Thank you for detailed analysis in response to my question - much appreciated.
One charge leveled at the D&K study is that they had a pretty expansive definition of “most selective colleges”. I believe it included HYPSM down to the CWRU tier. So it’s possible that there is a benefit to Ivies/equivalents (or HYPSM) for all that is swamped out. Though given the opportunity cost of compounded money/money for grad school (as well as major/skills driving earnings differentials to a greater extent than school attended in most cases), it’s still hard to justify a multiple 6-figure cost differential for undergrad (unless you have decently multiple millions so just don’t care that much).
I believe you are describing Barron’s selectivity index. The D&K study compared results with 2 proxies for selectivity – one was average SAT score of students attending the college, and the other was Barron’s selectivity index. Average SAT score would distinguish between HYPSM and CWRU. Barron’s selectivity index would not. Both metrics showed the same result, which was a slight negative coefficient after self-revelation controls (negative = lower earnings) that was not statistically different from zero.
My experience is that first year students get more financial aid by far than transfer students at most schools.
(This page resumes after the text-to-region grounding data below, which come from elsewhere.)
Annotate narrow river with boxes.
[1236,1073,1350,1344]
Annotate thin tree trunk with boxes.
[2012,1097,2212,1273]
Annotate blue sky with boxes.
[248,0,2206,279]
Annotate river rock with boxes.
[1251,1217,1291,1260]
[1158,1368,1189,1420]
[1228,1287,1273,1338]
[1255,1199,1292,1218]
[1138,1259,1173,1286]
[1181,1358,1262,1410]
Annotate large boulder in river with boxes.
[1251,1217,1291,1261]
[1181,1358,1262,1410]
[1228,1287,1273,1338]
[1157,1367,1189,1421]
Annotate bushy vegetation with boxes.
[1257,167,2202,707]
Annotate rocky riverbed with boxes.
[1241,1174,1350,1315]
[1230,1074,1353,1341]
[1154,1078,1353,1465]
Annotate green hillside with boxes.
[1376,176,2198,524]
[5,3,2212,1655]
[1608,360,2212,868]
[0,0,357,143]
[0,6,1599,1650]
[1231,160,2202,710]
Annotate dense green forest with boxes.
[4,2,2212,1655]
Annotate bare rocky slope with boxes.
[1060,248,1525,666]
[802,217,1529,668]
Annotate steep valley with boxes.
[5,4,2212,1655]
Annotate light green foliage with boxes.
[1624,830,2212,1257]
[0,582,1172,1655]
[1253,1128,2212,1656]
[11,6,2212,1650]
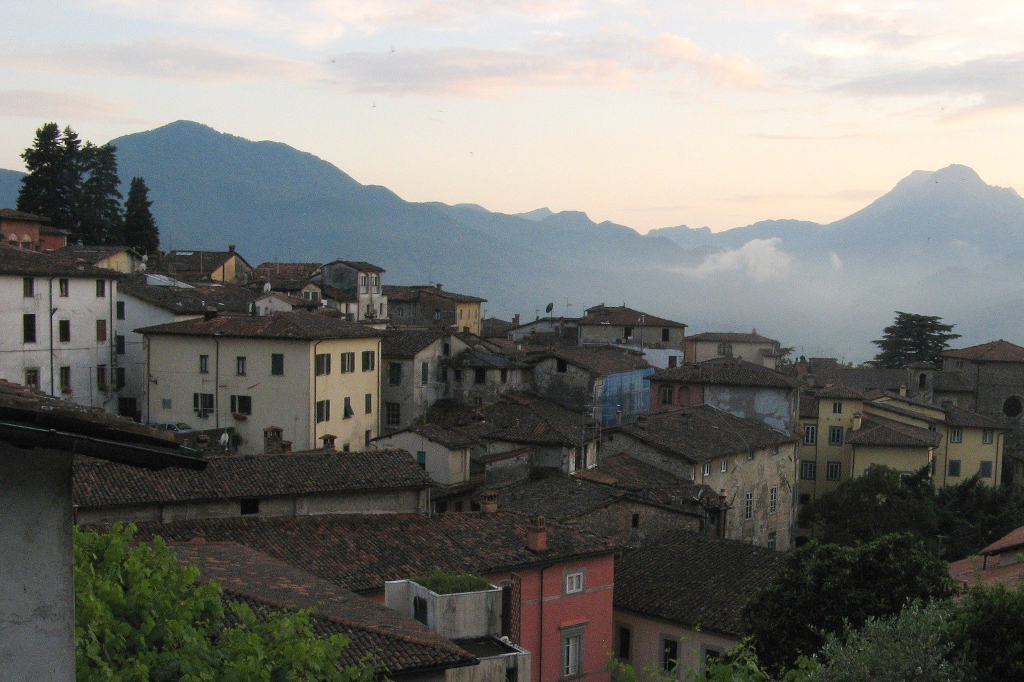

And tranferring almost always delays your progress on graduation, socializing unless you already know people or are very extroverted and in many cases it also extends the time to decide what you want to do.
So unless one really can’t afford it I would send someone to the four year school and save money by applying for more scholarships within the dept once you are there and then taking comm college classes during summer or even in last year and transfer them back to the,4 year college to graduate from there.
I write this as my humble opinion but with 20 years working at schools as academic advisor and having three kids in private schools.